Why is it that as residents in the State of New York, we are reduced to begging a corporation not to destroy us with a project of such enormity that it will forever alter these towns for generations to come?
The Siting Board must realize that it is both demoralizing and devastating that despite two election cycles here – now with ten town board members firmly opposing Apex in Somerset and Yates – with several surveys indicating well over 70% resident opposition, environmental groups’ outcries, our towns must outlay precious taxpayer dollars to fight off this company from erecting these monstrous IWTs close to our homes.

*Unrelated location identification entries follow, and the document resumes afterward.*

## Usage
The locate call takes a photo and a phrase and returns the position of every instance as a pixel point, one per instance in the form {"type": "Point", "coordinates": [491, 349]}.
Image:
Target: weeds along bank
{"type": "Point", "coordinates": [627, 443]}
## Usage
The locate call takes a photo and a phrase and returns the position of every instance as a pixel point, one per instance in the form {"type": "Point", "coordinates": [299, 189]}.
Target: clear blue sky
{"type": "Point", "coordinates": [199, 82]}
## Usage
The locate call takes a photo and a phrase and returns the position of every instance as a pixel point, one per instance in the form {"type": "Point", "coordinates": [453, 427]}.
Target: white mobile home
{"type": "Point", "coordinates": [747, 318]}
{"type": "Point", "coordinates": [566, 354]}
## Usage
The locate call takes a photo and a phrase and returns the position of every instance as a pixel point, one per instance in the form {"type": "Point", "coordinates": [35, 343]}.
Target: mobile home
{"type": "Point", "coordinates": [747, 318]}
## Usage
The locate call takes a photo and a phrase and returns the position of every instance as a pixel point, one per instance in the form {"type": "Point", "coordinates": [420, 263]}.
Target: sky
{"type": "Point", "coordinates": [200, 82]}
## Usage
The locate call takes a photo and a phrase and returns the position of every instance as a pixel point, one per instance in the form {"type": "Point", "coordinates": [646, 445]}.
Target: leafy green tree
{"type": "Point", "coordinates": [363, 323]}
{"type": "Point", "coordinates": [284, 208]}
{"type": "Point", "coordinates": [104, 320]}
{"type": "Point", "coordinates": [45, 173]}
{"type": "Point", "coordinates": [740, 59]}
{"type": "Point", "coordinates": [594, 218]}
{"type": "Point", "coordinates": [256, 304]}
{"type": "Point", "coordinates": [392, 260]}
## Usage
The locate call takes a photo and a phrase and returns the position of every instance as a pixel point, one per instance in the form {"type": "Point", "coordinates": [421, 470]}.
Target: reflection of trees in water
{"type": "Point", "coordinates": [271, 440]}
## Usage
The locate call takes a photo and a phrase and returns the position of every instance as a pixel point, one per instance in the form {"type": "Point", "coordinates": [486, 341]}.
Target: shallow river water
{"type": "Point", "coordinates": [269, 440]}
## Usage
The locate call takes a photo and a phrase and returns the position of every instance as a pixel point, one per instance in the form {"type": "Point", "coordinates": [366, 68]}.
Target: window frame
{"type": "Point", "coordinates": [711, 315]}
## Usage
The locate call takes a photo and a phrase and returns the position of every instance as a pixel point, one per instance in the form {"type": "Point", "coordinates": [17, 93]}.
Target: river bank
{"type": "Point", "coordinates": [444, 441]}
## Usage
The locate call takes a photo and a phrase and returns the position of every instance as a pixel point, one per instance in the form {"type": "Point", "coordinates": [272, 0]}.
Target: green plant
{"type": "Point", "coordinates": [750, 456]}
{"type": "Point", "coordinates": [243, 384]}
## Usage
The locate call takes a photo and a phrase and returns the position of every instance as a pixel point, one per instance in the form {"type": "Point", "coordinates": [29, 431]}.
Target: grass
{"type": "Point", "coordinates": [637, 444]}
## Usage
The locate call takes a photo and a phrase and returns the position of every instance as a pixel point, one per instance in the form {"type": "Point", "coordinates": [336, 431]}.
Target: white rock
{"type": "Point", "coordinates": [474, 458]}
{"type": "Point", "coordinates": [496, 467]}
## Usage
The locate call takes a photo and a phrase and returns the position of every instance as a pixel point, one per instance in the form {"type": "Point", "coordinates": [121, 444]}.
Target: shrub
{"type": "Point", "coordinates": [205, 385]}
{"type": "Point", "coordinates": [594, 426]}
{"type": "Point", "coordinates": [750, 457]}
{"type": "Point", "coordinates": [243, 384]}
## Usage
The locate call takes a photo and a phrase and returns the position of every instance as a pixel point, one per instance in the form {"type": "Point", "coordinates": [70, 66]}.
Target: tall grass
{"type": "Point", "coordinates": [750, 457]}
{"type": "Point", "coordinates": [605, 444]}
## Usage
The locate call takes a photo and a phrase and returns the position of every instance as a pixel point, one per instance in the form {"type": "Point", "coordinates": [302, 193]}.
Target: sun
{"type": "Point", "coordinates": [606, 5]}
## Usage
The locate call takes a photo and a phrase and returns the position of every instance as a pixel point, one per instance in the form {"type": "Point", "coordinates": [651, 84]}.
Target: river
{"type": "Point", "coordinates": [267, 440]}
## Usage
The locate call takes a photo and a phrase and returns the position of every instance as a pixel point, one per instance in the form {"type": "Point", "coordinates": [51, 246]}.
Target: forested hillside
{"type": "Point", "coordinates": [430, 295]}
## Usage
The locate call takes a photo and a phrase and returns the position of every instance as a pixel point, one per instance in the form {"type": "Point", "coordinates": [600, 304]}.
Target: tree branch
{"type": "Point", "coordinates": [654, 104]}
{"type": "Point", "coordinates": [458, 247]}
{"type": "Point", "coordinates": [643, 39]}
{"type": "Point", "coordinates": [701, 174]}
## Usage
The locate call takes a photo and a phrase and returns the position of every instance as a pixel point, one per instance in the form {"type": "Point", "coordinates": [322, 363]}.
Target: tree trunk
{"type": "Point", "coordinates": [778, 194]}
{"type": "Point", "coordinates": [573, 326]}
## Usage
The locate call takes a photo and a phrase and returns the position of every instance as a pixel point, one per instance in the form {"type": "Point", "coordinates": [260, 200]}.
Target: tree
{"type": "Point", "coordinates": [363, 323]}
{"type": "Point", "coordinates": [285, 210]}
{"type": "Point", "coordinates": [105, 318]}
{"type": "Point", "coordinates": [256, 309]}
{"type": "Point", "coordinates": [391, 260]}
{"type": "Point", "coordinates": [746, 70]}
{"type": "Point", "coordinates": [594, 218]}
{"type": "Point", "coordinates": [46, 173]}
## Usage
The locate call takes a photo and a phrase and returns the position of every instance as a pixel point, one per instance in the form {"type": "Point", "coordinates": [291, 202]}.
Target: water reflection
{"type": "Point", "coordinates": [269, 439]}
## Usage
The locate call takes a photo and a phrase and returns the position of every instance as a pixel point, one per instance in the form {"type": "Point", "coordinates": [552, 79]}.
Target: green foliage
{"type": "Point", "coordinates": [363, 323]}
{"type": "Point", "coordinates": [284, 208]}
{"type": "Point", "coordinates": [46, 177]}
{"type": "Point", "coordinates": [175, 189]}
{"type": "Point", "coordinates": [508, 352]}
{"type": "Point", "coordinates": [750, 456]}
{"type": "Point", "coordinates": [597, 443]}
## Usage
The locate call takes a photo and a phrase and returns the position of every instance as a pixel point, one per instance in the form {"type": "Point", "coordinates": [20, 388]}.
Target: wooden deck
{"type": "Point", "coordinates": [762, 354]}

This is a moral outrage: wrong for citizens that they must accept the ruination of their town by a subsidy-driven project, funded by their own federal and state taxes, and ratepayer charges and surcharges. We are attempting to fight this off with all of our might and our monies, through official means like taxes, and through voluntary measures like donations to grassroots groups like Save Ontario Shores. Rallies, basket auctions, information sessions, and continued presence at monthly town board meetings have been a way of life here since the fall of 2014, when Apex announced its intention to build Lighthouse Wind.
At the conclusion of the Yates town meeting, Mr. Williamson was asked by the board to communicate to Apex CEO Mr. Mark Goodwin, a message from our towns that we oppose Apex’s imposition. We continue to be stunned and appalled by the arrogance of interloper-Apex’s proceeding as if there was no opposition to Lighthouse Wind. It is a slap in the face to all here who want to preserve what we have. The message is: it is not about the money.